# Good vacuum cleaner for pet hair?



## woky (12 mo ago)

I hope I'm in the right section.
There must be someone here who can give me an alternative tip as to which vacuum cleaner really helps against animal hair. The one I'm currently using just can't get the carpets really clean.
I've read some really good reviews about this model Dyson V7 Animal | ▤ Full Specifications & Reviews but I want to ask someone who used this model or similar one before purchasing it.
Can you maybe recommend me good vacuum cleaners that get dog hair out of carpets? Preferably without a bag?


----------



## Dohyde34 (May 23, 2021)

I'm curious as well.


----------



## drunkenpoacher (Dec 20, 2016)

woky said:


> The one I'm currently using just can't get the carpets really clean.

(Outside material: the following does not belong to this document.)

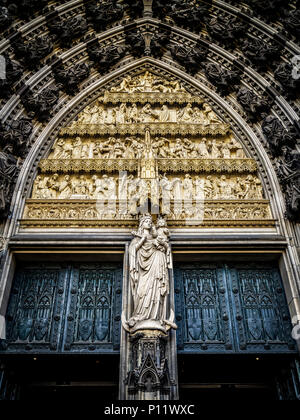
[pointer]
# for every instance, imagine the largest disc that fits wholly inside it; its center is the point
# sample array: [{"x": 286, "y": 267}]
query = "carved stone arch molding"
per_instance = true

My carpet cleaner does an outstanding job. She's about 5'1" blond, very fit and cuter than a basket full of kittens.


----------



## Buck Mann (Apr 16, 2003)

We've used a Dyson Animal for years with good results


----------



## Don Smith (Mar 23, 2004)

Do a search. I'm sure there's an extensive thread on this.


----------



## Southern skies (May 16, 2019)

I just bought a dyson Animal 2 Ball for bare floor. It is a Beast works great


----------



## Zhizhastok (9 mo ago)

Hey! Yes, you are in the right section. I also use a Dyson vacuum, and I can say that it is worth the money. This is a very common problem for pet owners. It was very difficult for me to find a good vacuum cleaner to fully help me clean my pet's hair from the carpets. I have a Persian cat, and it is so fluffy. It has white hair, and the whole house was full of cat hair. Besides bothering me to have a house full of cat hair, my cat choked itself because of the hairballs in our house. I got a vacuum cleaner from Dyson, which is high quality, and it helped me get rid of all the hair in the house, and it helped my cat not choke itself. Also, I put into practice the solutions from cleverpetowners.com and also helped my cat a lot.


----------



## Eric Johnson (Dec 23, 2004)

I just bought a Bissell Crosswave X7. I like it a lot except for small jobs. If you use for 5 minutes or 45 minutes it still takes about 15 minutes to clean and reset. Mind this uses a liquid so you have to wash out two tanks (clean water and dirty) and re-assemble t. So, for just scattered clumps I go back to my 10 yr old Dyson. However, when I use the Bissel the floor really shines.


----------